Thursday, June 12, 2014

Government Benefits are Job #1 for Canadian CFP

The studying for the Canadian CFP Retirement and Education Planning exam has reinforced the concept of "get the most from the government" as job #1 for the CFP.  Most of the course seems to revolve around all the social programs and how to get the most out of them:

  1. There are 4 retirement social pensions, 3 of them are income based.  You can take advantage of the system if you are smart and maximize benefits, legally I might add.
  2. There are about at least 4 good ways to save for education with government help, again, if you are smart, you can maximize the benefit.
  3. There are around 5 retirement tax credits and deductions and income-splitting programs that can be managed for benefit.
  4. There are around 4 education tax programs to be managed.
  5. There are important benefits for the disabled for almost every one of the programs above.  I might add that I have no problem with taking care of those who are disabled, I think this is an important role of government.

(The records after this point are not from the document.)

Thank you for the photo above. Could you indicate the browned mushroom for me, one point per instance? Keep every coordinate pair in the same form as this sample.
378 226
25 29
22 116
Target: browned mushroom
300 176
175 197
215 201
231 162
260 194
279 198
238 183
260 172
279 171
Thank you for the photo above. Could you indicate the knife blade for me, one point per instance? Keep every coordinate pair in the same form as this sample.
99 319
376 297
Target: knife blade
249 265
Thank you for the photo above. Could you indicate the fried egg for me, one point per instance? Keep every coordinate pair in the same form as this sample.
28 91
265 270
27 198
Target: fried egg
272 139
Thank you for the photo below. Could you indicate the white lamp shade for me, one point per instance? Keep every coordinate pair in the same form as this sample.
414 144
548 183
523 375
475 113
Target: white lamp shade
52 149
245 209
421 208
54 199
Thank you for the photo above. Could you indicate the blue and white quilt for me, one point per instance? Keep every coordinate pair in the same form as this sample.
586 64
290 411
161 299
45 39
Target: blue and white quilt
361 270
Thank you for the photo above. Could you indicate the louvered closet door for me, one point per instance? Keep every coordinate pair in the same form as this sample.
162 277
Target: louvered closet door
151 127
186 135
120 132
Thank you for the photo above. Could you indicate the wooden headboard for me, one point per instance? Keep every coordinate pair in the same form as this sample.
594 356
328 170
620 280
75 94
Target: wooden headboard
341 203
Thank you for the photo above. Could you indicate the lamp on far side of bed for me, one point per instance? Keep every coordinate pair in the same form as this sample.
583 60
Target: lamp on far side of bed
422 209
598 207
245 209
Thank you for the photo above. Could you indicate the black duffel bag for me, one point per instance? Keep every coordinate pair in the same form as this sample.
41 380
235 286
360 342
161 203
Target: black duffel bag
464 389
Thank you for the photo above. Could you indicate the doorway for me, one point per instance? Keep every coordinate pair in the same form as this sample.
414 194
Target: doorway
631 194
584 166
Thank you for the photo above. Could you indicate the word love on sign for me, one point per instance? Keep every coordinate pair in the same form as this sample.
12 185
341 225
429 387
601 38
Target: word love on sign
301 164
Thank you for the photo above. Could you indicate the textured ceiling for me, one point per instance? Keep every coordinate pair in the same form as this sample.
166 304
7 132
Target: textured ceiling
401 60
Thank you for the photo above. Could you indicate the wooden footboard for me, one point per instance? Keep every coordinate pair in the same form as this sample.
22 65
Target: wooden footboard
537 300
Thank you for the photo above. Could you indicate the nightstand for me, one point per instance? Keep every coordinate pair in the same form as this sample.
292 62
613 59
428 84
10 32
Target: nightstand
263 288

An example of the kind of management is for one of the retirement pensions "The monthly Allowance benefit of $1,025.73 is equivalent to the maximum monthly GIS benefit plus the maximum monthly OAS benefit calculated as ($485.61 + $540.12).

The clawback is $3 per month for every $4 of a couple's base income, up to 4/3 of the amount of the Old Age Security pension. Above that amount, the clawback is $1 for every $4 of the couple's base income.

Assume for the given quarter, the maximum annual OAS benefit is $6,481.44, calculated as ($540.12 x 12). The income level cut-off for the allowance benefit is $31,951, calculated as [(maximum annual OAS benefit x 4/3) + ((maximum annual Allowance benefit - maximum annual OAS benefit) x 4]" Whew, this is complicated!